Anatomy students watch live neurosurgery

Photo Credit: Githmie Goonatilleke

Students from five different schools watch a live neurosurgery at Liberty Science Center. The surgery, which was part of the Live From Surgery program, was a Transforaminal Lumbar Interbody Fusion.

by Githmie Goonatilleke, Editor-in-Chief

Anatomy students joined five other schools to watch a live neurosurgery at Liberty Science Center on Tuesday.

According to Liberty Science Center, the Live From Surgery program “offers students a unique opportunity to peer into an operating room and interact with medical experts.”

The surgery, which lasted approximately four hours, took place at Overlook Hospital in Summit, NJ and was livestreamed to the science center so that the students could watch in awe and slight disgust.

“All of the operating team wears a camera and a microphone. So we see it from their perspective,” said Jennifer Ammirata, an anatomy and biology teacher. Ammirata accompanied the students on the field trip alongside Mr. Lyon.

This is the fifth time students have visited Liberty Science Center to watch a live surgery. However, instead of a neurosurgery, students had seen a kidney transplant in previous years.

The surgery that the students watched was a transforaminal lumbar interbody fusion (TILF) with a redo far lateral disectomy. The goal of the surgery was to remove disc material from a 62-year-old male with lumbar degenerative disc disease, a syndrome in which a compromised disc causes low back pain. The removed discs were replaced with a titanium cage.

The lead surgeon, Dr. Adam Lipson, had previously performed a lumbar disectomy on the same patient in May 2016 and the patient had done well for a month before the pain returned.

Lipson is a board certified neurosurgeon who specializes in brain tumors, pituitary tumors and minimally invasive techniques for spinal surgery. Assisting Lipson was second surgeon Dr. Richard Hodosh, anesthesiologist Dr. Blaze McLaughlin, and a few scrub nurses, circulating nurses and technicians.

Prior to seeing the livestream, the students were not told what type of surgery they would be watching.

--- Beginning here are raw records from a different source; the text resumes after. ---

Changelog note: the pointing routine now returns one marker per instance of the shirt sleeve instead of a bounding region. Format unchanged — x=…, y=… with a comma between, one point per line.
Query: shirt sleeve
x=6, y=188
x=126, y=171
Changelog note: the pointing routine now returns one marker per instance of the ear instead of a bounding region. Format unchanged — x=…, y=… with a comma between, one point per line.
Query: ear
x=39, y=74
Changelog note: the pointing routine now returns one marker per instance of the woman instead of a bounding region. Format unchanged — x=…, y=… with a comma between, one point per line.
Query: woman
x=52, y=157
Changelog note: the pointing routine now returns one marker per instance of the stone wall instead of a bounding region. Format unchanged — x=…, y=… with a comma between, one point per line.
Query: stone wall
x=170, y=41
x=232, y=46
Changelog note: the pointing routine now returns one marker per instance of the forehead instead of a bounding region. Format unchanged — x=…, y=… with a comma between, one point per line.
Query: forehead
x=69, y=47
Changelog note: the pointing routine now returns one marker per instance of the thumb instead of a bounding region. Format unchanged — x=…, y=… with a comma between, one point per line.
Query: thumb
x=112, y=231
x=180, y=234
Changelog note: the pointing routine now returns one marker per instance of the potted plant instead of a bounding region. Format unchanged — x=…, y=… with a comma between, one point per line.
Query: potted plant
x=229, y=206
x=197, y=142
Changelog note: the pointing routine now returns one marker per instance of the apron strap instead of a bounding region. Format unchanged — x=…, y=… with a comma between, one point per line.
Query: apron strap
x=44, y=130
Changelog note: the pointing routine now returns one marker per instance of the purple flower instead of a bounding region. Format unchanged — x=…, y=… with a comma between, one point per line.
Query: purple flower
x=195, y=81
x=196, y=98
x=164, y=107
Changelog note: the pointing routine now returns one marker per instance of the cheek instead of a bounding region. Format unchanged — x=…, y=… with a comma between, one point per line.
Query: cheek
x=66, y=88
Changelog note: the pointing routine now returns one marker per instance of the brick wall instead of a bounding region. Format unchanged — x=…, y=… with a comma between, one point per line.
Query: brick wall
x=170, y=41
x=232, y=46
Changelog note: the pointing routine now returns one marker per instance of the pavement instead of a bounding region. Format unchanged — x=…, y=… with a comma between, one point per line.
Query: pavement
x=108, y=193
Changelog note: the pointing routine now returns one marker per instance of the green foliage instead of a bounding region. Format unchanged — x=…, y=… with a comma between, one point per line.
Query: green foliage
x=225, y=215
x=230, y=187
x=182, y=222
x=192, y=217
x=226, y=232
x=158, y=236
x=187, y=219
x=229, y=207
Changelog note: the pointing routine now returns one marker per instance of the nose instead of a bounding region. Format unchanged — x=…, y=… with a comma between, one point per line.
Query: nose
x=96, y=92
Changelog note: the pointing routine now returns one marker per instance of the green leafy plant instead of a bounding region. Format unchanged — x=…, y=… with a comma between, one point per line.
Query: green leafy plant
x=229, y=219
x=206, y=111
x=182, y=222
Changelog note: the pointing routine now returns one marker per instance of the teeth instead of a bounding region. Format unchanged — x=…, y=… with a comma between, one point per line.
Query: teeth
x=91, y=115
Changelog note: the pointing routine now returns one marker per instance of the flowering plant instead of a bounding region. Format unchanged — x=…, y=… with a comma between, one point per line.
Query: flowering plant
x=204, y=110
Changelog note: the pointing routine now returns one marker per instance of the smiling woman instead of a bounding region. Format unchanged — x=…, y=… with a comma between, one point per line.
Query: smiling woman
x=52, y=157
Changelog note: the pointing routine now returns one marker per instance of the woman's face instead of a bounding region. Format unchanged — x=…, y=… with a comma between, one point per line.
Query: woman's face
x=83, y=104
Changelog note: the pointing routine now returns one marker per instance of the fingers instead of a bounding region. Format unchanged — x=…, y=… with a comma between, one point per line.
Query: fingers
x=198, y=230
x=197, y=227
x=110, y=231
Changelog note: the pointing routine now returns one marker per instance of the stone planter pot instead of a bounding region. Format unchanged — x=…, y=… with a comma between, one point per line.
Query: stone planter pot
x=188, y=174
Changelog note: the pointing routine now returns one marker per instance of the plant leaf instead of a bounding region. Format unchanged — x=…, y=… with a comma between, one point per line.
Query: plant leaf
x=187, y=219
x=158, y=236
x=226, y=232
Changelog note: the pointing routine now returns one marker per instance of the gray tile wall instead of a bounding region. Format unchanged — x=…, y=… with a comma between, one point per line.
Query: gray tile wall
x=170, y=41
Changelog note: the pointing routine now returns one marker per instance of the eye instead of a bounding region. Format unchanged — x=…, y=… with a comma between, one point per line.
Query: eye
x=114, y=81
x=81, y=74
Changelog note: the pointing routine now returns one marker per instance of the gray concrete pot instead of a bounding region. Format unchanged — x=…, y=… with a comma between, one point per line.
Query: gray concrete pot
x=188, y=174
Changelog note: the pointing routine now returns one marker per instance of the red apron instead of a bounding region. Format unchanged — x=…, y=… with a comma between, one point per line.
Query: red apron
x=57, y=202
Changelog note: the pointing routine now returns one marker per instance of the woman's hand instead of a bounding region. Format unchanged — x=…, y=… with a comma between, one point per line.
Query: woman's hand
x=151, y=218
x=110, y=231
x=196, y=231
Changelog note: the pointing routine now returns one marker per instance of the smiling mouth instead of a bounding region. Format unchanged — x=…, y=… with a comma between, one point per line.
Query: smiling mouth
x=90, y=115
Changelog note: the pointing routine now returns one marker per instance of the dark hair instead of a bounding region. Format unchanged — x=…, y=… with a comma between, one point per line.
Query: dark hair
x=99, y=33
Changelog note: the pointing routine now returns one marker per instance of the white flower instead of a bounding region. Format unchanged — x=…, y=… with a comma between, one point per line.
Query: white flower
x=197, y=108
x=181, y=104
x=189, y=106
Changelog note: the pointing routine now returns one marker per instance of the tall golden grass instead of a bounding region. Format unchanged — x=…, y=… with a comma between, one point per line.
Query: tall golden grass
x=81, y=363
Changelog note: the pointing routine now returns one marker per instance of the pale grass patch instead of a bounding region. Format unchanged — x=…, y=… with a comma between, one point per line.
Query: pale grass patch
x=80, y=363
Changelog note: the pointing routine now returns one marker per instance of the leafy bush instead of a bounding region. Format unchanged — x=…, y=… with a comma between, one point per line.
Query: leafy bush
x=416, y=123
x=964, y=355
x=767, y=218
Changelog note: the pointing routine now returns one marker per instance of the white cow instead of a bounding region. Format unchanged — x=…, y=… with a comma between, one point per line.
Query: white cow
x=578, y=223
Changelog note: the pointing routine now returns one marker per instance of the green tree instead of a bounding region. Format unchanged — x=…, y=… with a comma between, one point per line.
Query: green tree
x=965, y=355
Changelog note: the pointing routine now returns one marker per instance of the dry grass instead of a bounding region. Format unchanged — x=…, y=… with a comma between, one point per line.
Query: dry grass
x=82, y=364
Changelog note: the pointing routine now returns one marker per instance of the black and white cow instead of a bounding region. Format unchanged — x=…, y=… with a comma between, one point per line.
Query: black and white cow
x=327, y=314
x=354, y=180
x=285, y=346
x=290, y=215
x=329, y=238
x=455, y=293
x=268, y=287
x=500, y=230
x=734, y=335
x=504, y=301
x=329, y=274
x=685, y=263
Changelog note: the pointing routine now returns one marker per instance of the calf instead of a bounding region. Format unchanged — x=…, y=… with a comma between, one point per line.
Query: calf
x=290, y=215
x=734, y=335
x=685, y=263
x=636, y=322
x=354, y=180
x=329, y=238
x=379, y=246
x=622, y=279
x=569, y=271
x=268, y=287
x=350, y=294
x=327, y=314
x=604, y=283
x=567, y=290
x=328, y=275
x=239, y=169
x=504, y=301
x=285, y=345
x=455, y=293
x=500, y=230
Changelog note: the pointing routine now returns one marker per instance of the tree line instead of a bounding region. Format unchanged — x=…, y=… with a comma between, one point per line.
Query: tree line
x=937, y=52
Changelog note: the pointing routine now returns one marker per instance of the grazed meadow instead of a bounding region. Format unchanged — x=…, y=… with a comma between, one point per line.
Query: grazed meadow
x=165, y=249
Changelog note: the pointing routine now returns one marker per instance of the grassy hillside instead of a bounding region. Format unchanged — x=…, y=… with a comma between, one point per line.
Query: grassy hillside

“It wasn’t specified if it was spine surgery or brain surgery so I thought we were going to watch a brain surgery but it was still pretty interesting to see the spine,” Senior Amy Pfeiffer said.

Throughout the livestream, Lipson and the other members of the operating room answered questions, both procedural and general, that students in the audience had.

When asked whether he would go through the difficult process of med school and residency Lipson said, “without question. I love what I do. I have a lot of other hobbies that I love but this is the most rewarding. There’s nothing better than seeing a happy healthy patient.”